В разгар этой сумятицы доктор Ломби, как было сообщено выше, сидел в комнате второго этажа окнами на улицу, нянча на руках смещенного с должности младенца и беседуя с мистером Кенуигсом. Доктор Ломби был толстый, грубоватый джентльмен без воротничка и с бородой, отросшей со вчерашнего утра, ибо он был популярен, а округа плодовита и обернуто было еще три дверных кольца, одно за другим, в течение последних сорока восьми часов.
– Итак, мистер Кенуигс, – сказал доктор Ломби, – получается шесть. Со временем у вас будет славное семейство, сэр.
– Мне кажется, шестерых почти достаточно, сэр, – отозвался мистер Кенуигс.
– Ну-ну! – сказал доктор. – Вздор! Должно быть вдвое больше!
Тут доктор захохотал, но еще больше хохотала замужняя приятельница миссис Кенуигс, которая только что вышла из комнаты больной доложить о положении дел и хлебнуть немного бренди с водой; она как будто считала, что никогда еще не преподносили обществу такой прекрасной шутки.
– Им не приходится полагаться только на удачу, – сказал мистер Кенуигс, посадив к себе на колени вторую дочь, – у них есть виды на наследство.
– О, вот как! – сказал мистер Ломби, доктор.
– И, кажется, очень неплохие виды? – осведомилась замужняя леди.
– Видите ли, сударыня, – сказал мистер Кенуигс, – в сущности не мне говорить о том, каковы могут быть эти виды. Не мне хвастаться семейством, с которым я имею честь состоять в родстве… В то же время миссис Кенуигс… Я бы сказал, – неожиданно объявил мистер Кенуигс, повысив при этом голос, – что моим детям, быть может, придется по сто фунтов на каждого. Быть может, больше, но уж столько-то несомненно.
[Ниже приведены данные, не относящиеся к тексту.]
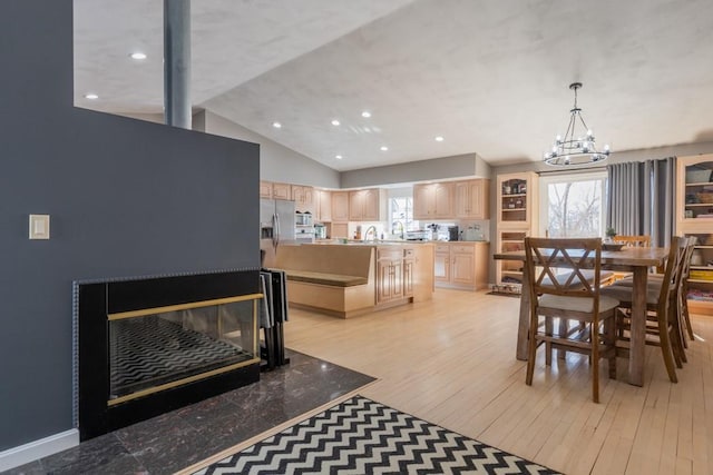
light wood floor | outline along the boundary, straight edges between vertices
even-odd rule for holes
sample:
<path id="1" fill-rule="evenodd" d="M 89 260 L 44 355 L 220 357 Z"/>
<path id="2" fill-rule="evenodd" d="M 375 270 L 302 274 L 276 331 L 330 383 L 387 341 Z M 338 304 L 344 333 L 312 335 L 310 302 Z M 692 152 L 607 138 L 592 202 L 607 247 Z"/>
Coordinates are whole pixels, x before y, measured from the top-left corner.
<path id="1" fill-rule="evenodd" d="M 540 349 L 525 385 L 518 305 L 439 289 L 432 301 L 346 320 L 291 309 L 286 346 L 380 378 L 365 397 L 566 474 L 713 473 L 713 317 L 694 316 L 699 340 L 678 384 L 649 347 L 643 387 L 625 383 L 625 360 L 621 380 L 602 362 L 594 404 L 579 355 L 546 368 Z"/>

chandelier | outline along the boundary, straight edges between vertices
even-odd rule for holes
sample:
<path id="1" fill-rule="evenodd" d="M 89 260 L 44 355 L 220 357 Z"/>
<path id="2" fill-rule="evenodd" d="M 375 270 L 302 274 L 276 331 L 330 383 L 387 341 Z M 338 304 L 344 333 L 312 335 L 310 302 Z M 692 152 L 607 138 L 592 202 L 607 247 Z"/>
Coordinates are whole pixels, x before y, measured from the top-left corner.
<path id="1" fill-rule="evenodd" d="M 586 165 L 606 160 L 609 156 L 609 146 L 605 145 L 604 150 L 597 150 L 594 132 L 587 127 L 582 118 L 582 109 L 577 107 L 577 89 L 582 82 L 573 82 L 569 89 L 575 91 L 575 107 L 569 111 L 569 125 L 565 136 L 557 136 L 551 151 L 545 152 L 545 164 L 561 167 L 569 165 Z M 578 132 L 578 130 L 580 130 Z"/>

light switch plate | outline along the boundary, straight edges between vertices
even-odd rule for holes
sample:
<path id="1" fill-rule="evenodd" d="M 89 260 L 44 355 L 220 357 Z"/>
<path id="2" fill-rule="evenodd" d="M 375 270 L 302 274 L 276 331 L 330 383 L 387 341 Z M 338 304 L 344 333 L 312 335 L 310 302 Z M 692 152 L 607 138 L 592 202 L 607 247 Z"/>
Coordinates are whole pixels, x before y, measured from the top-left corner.
<path id="1" fill-rule="evenodd" d="M 49 239 L 49 215 L 30 215 L 30 239 Z"/>

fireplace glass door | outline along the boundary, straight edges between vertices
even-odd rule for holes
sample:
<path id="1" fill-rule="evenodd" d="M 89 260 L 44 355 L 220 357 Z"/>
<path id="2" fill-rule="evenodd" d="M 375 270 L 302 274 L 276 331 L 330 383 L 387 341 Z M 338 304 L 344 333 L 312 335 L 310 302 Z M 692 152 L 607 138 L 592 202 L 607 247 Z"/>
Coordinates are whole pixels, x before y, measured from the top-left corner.
<path id="1" fill-rule="evenodd" d="M 242 297 L 109 315 L 109 400 L 260 362 L 257 300 Z"/>

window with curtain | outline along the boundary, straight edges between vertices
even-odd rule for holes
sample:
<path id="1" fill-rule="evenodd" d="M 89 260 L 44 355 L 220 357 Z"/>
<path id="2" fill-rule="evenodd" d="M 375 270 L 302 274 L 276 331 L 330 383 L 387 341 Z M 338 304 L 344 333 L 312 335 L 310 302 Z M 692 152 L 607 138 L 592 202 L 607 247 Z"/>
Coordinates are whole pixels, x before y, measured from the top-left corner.
<path id="1" fill-rule="evenodd" d="M 604 236 L 606 170 L 540 176 L 539 235 Z"/>
<path id="2" fill-rule="evenodd" d="M 619 235 L 651 236 L 652 246 L 668 246 L 675 220 L 676 158 L 613 164 L 606 170 L 606 226 Z"/>

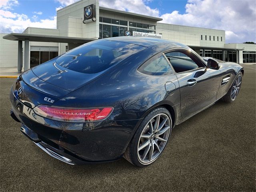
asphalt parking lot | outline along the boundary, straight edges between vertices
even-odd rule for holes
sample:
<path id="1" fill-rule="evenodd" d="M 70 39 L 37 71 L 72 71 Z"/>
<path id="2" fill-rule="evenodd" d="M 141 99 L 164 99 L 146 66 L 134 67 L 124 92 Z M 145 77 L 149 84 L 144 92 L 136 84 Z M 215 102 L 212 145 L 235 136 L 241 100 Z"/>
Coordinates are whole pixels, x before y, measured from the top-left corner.
<path id="1" fill-rule="evenodd" d="M 9 115 L 15 79 L 0 78 L 1 191 L 255 191 L 256 65 L 244 65 L 236 101 L 222 101 L 172 130 L 162 156 L 71 166 L 46 154 Z"/>

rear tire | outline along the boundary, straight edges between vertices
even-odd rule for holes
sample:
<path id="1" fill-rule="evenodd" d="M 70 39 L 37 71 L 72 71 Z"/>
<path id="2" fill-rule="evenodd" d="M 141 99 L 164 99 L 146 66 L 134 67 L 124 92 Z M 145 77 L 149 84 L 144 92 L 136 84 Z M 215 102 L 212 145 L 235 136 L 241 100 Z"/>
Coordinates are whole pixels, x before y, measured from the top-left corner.
<path id="1" fill-rule="evenodd" d="M 242 78 L 243 74 L 240 72 L 237 74 L 228 93 L 223 97 L 225 102 L 232 103 L 236 100 L 240 90 Z"/>
<path id="2" fill-rule="evenodd" d="M 142 120 L 128 145 L 124 157 L 139 167 L 148 166 L 156 160 L 165 148 L 172 131 L 171 114 L 159 107 Z"/>

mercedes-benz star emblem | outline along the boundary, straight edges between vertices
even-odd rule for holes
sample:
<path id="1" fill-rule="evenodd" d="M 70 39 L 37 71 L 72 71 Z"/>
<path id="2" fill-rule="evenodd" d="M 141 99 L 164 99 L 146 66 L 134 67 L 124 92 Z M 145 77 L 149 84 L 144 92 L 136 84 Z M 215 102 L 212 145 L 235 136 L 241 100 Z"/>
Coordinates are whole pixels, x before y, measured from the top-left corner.
<path id="1" fill-rule="evenodd" d="M 23 86 L 19 88 L 19 89 L 18 90 L 18 91 L 17 92 L 17 94 L 18 95 L 20 94 L 22 91 L 23 91 L 23 89 L 24 89 L 24 87 Z"/>
<path id="2" fill-rule="evenodd" d="M 90 17 L 92 13 L 92 9 L 90 6 L 85 8 L 84 11 L 84 15 L 86 17 Z"/>

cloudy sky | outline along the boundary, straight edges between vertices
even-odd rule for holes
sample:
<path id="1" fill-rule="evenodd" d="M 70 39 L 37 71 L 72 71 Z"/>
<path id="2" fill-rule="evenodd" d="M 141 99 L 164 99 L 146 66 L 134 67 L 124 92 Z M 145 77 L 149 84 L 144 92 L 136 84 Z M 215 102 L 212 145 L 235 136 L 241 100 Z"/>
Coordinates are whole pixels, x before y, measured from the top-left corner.
<path id="1" fill-rule="evenodd" d="M 0 33 L 56 28 L 56 10 L 77 0 L 0 0 Z M 256 42 L 255 0 L 100 0 L 100 6 L 162 22 L 226 30 L 226 43 Z"/>

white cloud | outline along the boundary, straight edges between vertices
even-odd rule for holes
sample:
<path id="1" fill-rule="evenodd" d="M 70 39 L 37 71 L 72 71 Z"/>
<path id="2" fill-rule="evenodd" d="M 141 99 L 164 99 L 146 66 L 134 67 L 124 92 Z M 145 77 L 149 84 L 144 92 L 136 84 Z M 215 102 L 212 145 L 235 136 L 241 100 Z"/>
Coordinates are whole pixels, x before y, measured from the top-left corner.
<path id="1" fill-rule="evenodd" d="M 63 6 L 67 6 L 79 0 L 57 0 Z"/>
<path id="2" fill-rule="evenodd" d="M 61 5 L 56 8 L 57 10 L 78 0 L 56 0 Z M 152 1 L 100 0 L 99 2 L 100 6 L 160 17 L 163 19 L 162 22 L 164 23 L 225 30 L 227 43 L 256 42 L 254 0 L 188 0 L 186 12 L 183 14 L 178 11 L 161 14 L 158 9 L 152 8 L 147 5 Z M 166 1 L 166 3 L 170 3 Z M 25 15 L 6 10 L 18 4 L 17 0 L 0 0 L 0 8 L 2 9 L 0 10 L 0 32 L 11 32 L 12 30 L 22 32 L 30 26 L 56 28 L 56 17 L 32 22 Z"/>
<path id="3" fill-rule="evenodd" d="M 56 16 L 38 21 L 34 15 L 32 21 L 28 16 L 0 10 L 0 33 L 22 33 L 28 27 L 56 28 Z"/>
<path id="4" fill-rule="evenodd" d="M 56 11 L 58 11 L 58 10 L 59 10 L 60 9 L 62 9 L 63 8 L 63 7 L 62 7 L 62 6 L 60 6 L 58 7 L 56 7 L 55 8 L 55 10 Z"/>
<path id="5" fill-rule="evenodd" d="M 254 0 L 188 0 L 186 13 L 160 16 L 161 22 L 225 30 L 226 42 L 256 41 L 256 2 Z"/>
<path id="6" fill-rule="evenodd" d="M 11 7 L 18 4 L 18 0 L 0 0 L 0 8 L 4 10 L 11 9 Z"/>
<path id="7" fill-rule="evenodd" d="M 38 16 L 34 15 L 30 18 L 25 14 L 6 10 L 12 10 L 12 6 L 18 5 L 18 1 L 0 0 L 0 33 L 22 33 L 28 27 L 56 28 L 56 16 L 39 20 Z M 41 12 L 35 12 L 34 13 L 42 14 Z"/>
<path id="8" fill-rule="evenodd" d="M 225 30 L 228 43 L 256 42 L 255 0 L 188 0 L 184 14 L 162 14 L 146 5 L 150 0 L 100 0 L 100 5 L 160 17 L 166 23 Z"/>
<path id="9" fill-rule="evenodd" d="M 43 14 L 43 12 L 41 11 L 39 11 L 38 12 L 37 12 L 36 11 L 34 11 L 33 13 L 35 14 L 37 14 L 38 15 L 42 15 Z"/>
<path id="10" fill-rule="evenodd" d="M 6 18 L 15 18 L 17 16 L 17 14 L 13 13 L 9 11 L 5 11 L 0 9 L 0 16 Z"/>

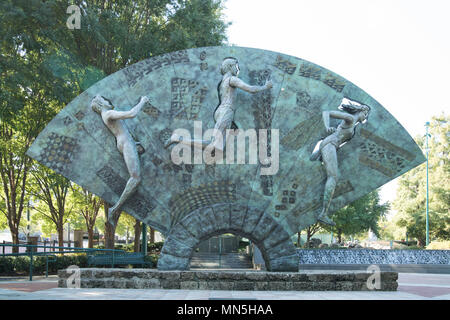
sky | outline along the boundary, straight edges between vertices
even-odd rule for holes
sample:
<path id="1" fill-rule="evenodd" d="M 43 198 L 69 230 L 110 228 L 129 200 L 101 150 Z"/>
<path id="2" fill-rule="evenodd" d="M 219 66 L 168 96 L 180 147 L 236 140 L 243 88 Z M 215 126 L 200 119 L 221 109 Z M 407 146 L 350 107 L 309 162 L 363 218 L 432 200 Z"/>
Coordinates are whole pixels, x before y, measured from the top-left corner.
<path id="1" fill-rule="evenodd" d="M 299 57 L 351 81 L 412 137 L 448 114 L 450 1 L 227 0 L 230 45 Z M 395 198 L 396 180 L 382 187 Z"/>

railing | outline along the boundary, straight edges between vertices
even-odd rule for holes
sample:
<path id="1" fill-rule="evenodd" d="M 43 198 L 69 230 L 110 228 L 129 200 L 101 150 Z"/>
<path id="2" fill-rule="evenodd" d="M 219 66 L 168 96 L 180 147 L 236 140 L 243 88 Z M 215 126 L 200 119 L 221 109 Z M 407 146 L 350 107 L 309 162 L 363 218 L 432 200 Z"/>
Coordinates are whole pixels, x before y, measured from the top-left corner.
<path id="1" fill-rule="evenodd" d="M 117 249 L 92 249 L 92 248 L 77 248 L 77 247 L 56 247 L 56 246 L 39 246 L 32 244 L 4 244 L 0 243 L 0 247 L 2 247 L 2 252 L 5 252 L 5 247 L 18 247 L 19 250 L 21 247 L 26 248 L 26 252 L 18 252 L 18 253 L 3 253 L 0 254 L 0 257 L 19 257 L 19 256 L 28 256 L 30 257 L 30 281 L 33 281 L 33 257 L 34 256 L 45 256 L 45 276 L 48 277 L 48 258 L 49 256 L 55 257 L 56 254 L 66 254 L 66 253 L 96 253 L 96 252 L 110 252 L 112 254 L 112 262 L 111 267 L 114 268 L 115 264 L 115 254 L 116 253 L 125 253 L 124 250 Z M 38 251 L 39 248 L 53 249 L 53 251 Z M 55 251 L 58 249 L 59 251 Z M 50 262 L 55 261 L 51 260 Z"/>

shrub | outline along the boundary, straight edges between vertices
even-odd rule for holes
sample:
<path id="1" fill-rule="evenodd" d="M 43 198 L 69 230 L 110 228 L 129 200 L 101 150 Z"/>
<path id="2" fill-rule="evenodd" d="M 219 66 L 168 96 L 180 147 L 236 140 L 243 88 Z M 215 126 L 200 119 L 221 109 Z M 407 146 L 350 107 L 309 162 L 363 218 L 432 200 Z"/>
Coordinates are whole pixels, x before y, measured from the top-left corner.
<path id="1" fill-rule="evenodd" d="M 33 257 L 33 274 L 45 274 L 45 256 Z M 80 268 L 87 267 L 87 256 L 84 253 L 50 256 L 48 272 L 55 274 L 60 269 L 71 265 Z M 0 275 L 23 275 L 30 271 L 30 257 L 3 257 L 0 258 Z"/>
<path id="2" fill-rule="evenodd" d="M 9 275 L 14 273 L 14 258 L 1 257 L 0 258 L 0 274 Z"/>
<path id="3" fill-rule="evenodd" d="M 450 241 L 432 241 L 427 250 L 450 250 Z"/>

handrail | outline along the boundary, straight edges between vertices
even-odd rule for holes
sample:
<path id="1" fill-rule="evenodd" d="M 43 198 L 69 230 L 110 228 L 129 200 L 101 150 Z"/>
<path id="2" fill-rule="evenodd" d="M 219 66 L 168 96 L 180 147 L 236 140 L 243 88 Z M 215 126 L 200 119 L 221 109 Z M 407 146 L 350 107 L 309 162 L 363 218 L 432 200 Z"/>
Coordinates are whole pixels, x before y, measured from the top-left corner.
<path id="1" fill-rule="evenodd" d="M 6 244 L 0 243 L 1 247 L 25 247 L 31 248 L 27 252 L 17 252 L 17 253 L 4 253 L 0 254 L 0 257 L 19 257 L 19 256 L 29 256 L 30 257 L 30 281 L 33 281 L 33 256 L 46 256 L 46 277 L 48 277 L 48 256 L 56 254 L 66 254 L 66 253 L 89 253 L 89 252 L 111 252 L 112 253 L 112 268 L 114 268 L 114 256 L 115 253 L 126 253 L 124 250 L 120 249 L 94 249 L 94 248 L 78 248 L 78 247 L 56 247 L 56 246 L 40 246 L 35 244 Z M 53 248 L 53 249 L 63 249 L 62 251 L 44 251 L 44 252 L 34 252 L 34 248 Z"/>

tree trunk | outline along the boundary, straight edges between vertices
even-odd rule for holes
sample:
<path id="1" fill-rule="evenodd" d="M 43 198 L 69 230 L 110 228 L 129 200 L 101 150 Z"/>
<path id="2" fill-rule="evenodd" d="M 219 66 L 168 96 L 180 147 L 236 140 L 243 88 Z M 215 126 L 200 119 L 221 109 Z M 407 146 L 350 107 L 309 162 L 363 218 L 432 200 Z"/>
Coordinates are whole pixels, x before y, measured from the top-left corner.
<path id="1" fill-rule="evenodd" d="M 134 224 L 134 252 L 141 251 L 141 222 L 136 220 Z"/>
<path id="2" fill-rule="evenodd" d="M 150 228 L 150 243 L 155 243 L 155 229 Z"/>
<path id="3" fill-rule="evenodd" d="M 109 204 L 105 202 L 104 210 L 105 210 L 105 249 L 114 249 L 115 244 L 115 236 L 116 236 L 116 227 L 108 222 L 108 209 Z M 117 218 L 119 220 L 119 218 Z M 116 221 L 117 225 L 117 221 Z"/>
<path id="4" fill-rule="evenodd" d="M 56 230 L 58 231 L 58 247 L 64 247 L 64 225 L 62 223 L 58 223 Z M 61 250 L 62 249 L 58 249 L 58 251 Z"/>
<path id="5" fill-rule="evenodd" d="M 88 248 L 94 247 L 94 228 L 88 229 Z"/>
<path id="6" fill-rule="evenodd" d="M 10 228 L 13 244 L 20 244 L 19 229 Z M 19 253 L 19 247 L 12 247 L 12 253 Z"/>
<path id="7" fill-rule="evenodd" d="M 311 228 L 306 229 L 306 243 L 309 243 L 309 240 L 311 240 L 312 234 L 311 234 Z"/>

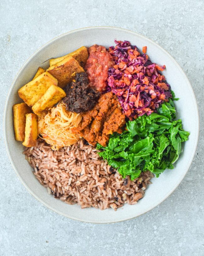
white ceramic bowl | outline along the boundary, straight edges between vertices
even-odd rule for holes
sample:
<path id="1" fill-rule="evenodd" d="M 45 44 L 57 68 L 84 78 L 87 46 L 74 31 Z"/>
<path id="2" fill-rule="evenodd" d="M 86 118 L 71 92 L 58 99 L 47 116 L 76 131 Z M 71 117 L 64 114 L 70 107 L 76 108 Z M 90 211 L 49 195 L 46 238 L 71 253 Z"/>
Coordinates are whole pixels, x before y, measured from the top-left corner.
<path id="1" fill-rule="evenodd" d="M 59 57 L 82 45 L 94 44 L 107 47 L 114 44 L 114 40 L 127 40 L 141 50 L 147 46 L 147 54 L 153 62 L 165 65 L 163 72 L 180 100 L 175 103 L 177 117 L 181 118 L 184 129 L 191 132 L 184 144 L 183 152 L 175 168 L 166 170 L 159 178 L 152 180 L 145 196 L 134 205 L 126 204 L 115 212 L 109 209 L 101 211 L 94 208 L 81 209 L 78 205 L 69 205 L 49 195 L 47 190 L 35 178 L 33 169 L 22 154 L 24 147 L 14 139 L 12 106 L 21 101 L 18 90 L 31 80 L 37 68 L 49 66 L 50 58 Z M 62 35 L 48 43 L 36 52 L 25 62 L 16 77 L 6 101 L 4 117 L 6 145 L 13 168 L 29 191 L 45 205 L 56 212 L 78 220 L 94 223 L 121 221 L 134 218 L 146 213 L 160 203 L 175 190 L 188 169 L 196 150 L 198 135 L 198 115 L 192 88 L 185 73 L 175 60 L 164 50 L 144 37 L 125 29 L 111 27 L 95 27 L 82 28 Z M 185 203 L 185 202 L 183 202 Z"/>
– А это очень приличное маленькое состояние, – сказала замужняя леди.
– У миссис Кенуигс есть родственники, – продолжал мистер Кенуигс, беря понюшку табаку из табакерки доктора и затем чихая очень громко, так как не привык к нему, – родственники, которые могли, бы десятерым оставить по сто фунтов и после этого все-таки не просить подаяния.
– Я знаю, кого вы имеете в виду, – заметила замужняя леди, кивая головой.
– Я никаких имен не называл и не хочу называть никаких имен, – с величественным видом сказал мистер Кенуигс. – Многие из моих друзей встречали в этой самой комнате родственника миссис Кенуигс, который мог бы оказать честь любому обществу, вот и все.
– Я его встречала, – сказала замужняя леди, бросив взгляд на доктора Ломби.
– Разумеется, весьма лестно для отца видеть, что такой человек целует его детей и интересуется ими, – продолжал мистер Кенуигс. – Натурально, мои чувства человека ублаготворяет знакомство с таким человеком. И, натурально, мои чувства супруга будут еще более ублаготворены, если об этом событии доведут до сведения такого человека.
Выразив подобным образом свои мысли, мистер Кенуигс привел в порядок льняную косичку своей второй дочери и попросил ее быть хорошей девочкой и слушаться сестры Морлины.
– Эта девочка с каждым днем все больше-походит на мать, – сказал мистер Ломби, с восторгом взирая на Морлину.
– Ну вот! – подхватила замужняя леди. – А что я всегда говорила, что я всегда говорила? Она вылитый ее портрет!
Обратив таким образом всеобщее внимание на упомянутую юную леди, замужняя леди воспользовалась случаем, чтобы хлебнуть снова бренди с водой – и хлебнуть основательно.
– Да, сходство есть, – подумав, сказал мистер Кенуигс. – Но что за женщина была миссис Кенуигс до своего замужества! Боже милостивый, что за женщина!
Мистер Ломби покачал головой с большой торжественностью, как бы давая понять, что, по его мнению, она была ослепительна.
– А говорят о феях! – воскликнул мистер Кенуигс. – Я никогда не видел на свете ничего более эфирного. Никогда! И какое обращение! Игривое и в то же время строгое и пристойное! А фигура! Это не всем известно, – понизив голос, добавил мистер Кенуигс, – но в то время фигура ее была такова, что с нее писали Британию на Холлоуэй-роуд[72].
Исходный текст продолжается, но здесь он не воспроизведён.